There’s also gonna be some usual suspects you’ll hear throughout the entire three or four years of your course. So let’s get them out of the way now.

“You study Psychology? Can you tell what I’m thinking right now?”

This is, by a huge margin, the number one thing you’ll be asked by non-psychology students throughout the duration of your course. Sure, it sounds like a compliment at first, as if a massive amount of student debt somehow bequeathed super-powers. But then you’ll be asked it again. And again. And again, until the only super-power you wish you had was the ability to go deaf at will.

“Psychology huh, so do you read a lot about Freud?”

Ha. Hahahahaha. No. Well, yeah technically we do, insofar as to gain an understanding as to the school of psychoanalytics he pioneered and what his influence on modern-day psychology was.
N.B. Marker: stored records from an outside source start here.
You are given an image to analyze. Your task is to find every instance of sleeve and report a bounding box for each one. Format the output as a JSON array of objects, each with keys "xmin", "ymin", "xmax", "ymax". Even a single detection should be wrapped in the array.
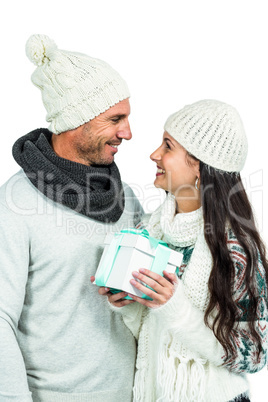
[
  {"xmin": 108, "ymin": 301, "xmax": 147, "ymax": 339},
  {"xmin": 0, "ymin": 204, "xmax": 32, "ymax": 402},
  {"xmin": 152, "ymin": 242, "xmax": 268, "ymax": 373}
]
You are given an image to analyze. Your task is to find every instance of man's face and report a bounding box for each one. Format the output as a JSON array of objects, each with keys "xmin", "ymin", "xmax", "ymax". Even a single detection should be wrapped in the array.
[{"xmin": 72, "ymin": 99, "xmax": 132, "ymax": 165}]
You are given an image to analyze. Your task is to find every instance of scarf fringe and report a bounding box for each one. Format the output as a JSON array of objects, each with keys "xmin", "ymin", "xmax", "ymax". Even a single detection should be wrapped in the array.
[{"xmin": 157, "ymin": 334, "xmax": 206, "ymax": 402}]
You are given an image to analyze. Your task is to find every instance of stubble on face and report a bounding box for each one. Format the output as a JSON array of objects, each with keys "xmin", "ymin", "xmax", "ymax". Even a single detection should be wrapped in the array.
[{"xmin": 73, "ymin": 122, "xmax": 109, "ymax": 165}]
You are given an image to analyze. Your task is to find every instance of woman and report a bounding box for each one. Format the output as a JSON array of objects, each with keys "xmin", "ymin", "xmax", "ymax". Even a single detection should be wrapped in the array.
[{"xmin": 97, "ymin": 100, "xmax": 268, "ymax": 402}]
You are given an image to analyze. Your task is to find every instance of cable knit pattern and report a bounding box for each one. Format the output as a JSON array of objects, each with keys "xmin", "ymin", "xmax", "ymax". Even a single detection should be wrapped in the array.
[
  {"xmin": 26, "ymin": 35, "xmax": 130, "ymax": 134},
  {"xmin": 165, "ymin": 99, "xmax": 248, "ymax": 172},
  {"xmin": 114, "ymin": 195, "xmax": 268, "ymax": 402}
]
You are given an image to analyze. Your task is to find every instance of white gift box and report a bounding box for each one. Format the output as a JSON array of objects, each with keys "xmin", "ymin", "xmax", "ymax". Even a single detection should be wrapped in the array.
[{"xmin": 95, "ymin": 230, "xmax": 183, "ymax": 298}]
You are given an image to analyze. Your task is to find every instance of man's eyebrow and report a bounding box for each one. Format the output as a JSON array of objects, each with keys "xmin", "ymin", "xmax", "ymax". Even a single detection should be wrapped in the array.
[
  {"xmin": 107, "ymin": 113, "xmax": 127, "ymax": 120},
  {"xmin": 163, "ymin": 137, "xmax": 174, "ymax": 146}
]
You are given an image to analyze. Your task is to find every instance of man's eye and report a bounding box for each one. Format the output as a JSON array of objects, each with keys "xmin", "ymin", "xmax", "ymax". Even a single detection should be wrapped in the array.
[{"xmin": 111, "ymin": 117, "xmax": 120, "ymax": 123}]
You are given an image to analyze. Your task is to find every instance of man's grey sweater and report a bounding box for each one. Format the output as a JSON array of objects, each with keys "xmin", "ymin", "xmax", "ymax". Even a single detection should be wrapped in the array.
[{"xmin": 0, "ymin": 171, "xmax": 142, "ymax": 402}]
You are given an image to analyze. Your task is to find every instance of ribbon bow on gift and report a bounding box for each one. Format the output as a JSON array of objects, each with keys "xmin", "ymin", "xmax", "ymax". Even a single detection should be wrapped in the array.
[{"xmin": 95, "ymin": 229, "xmax": 171, "ymax": 286}]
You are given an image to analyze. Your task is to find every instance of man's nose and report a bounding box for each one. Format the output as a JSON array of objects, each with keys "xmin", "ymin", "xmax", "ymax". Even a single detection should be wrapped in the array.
[{"xmin": 117, "ymin": 120, "xmax": 132, "ymax": 140}]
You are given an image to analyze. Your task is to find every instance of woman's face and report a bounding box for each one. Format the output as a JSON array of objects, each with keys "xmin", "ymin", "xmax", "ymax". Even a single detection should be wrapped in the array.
[{"xmin": 150, "ymin": 131, "xmax": 200, "ymax": 197}]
Which is to say, pretty minimal.

Freud’s theories on the superego, the unconscious, and psychosexual development don’t really have much of a place in modern-day cognitive-behavioural therapy, (mostly because of how inherently unscientific they were) but he nonetheless remains the go-to psychology stereotype.

“Can you test me on one of those ink blot things?”

Sure I can, but you should know that there isn’t much to be gained by doing one. Kind of like Freud and psychoanalysis, Rorschach tests were once considered a common determiner of an individual’s complex internal thought processes, but are nowadays much more likely to be lumped in the camp of pseudoscientific malarkey.

Also like Freud, the stereotype persists for non-psychologists. Rorschach tests are a fun thing as a party game, but trying to draw any lasting conclusions from them probably has the same success rate as going to see a palm reader.

“So, once you graduate, you’ll be able to prescribe whatever you want, right?”

Nope, that’s psychiatry. In probably your very first lecture, you’ll learn the differences between psychology and psychiatry. Psychiatry is a specialisation within the field of medicine, whereas psychology is a wholly independent scientific discipline.

Psychiatrists attempt to change behaviour through medication; psychologist do so with what’s called “the talking cure”. Both disciplines understand that problem behaviours have both biological and psychological causes, but no, I won’t be able to prescribe you Valium whenever you want once I finish my degree.

“Why am I so depressed/anxious/obsessive/moody?”

Similar to the mind-reading thing, when people find out that you’re studying psych, they’ll take it as carte blanche to spill their guts to you in the hopes that you can cure their anxiety or mood swings within a five-minute window of conversation.

It can be good practice for when you’ll be actually seeing a patient, and is legitimately handy for building up your communication skills as a psych (for example, learning how to ask open-ended questions rather than ones that can be answered with a  “yes” or “no”), but it can be a little tiresome.

You’ll be at a party, wanting to forget about schoolwork, and a complete stranger has backed you into a corner wanting to know why they’re so depressed. Most of the time, these people just want to be listened to rather than expectant of a cure, so just consider it a no-stakes practice run for when you’re a real deal mental health professional.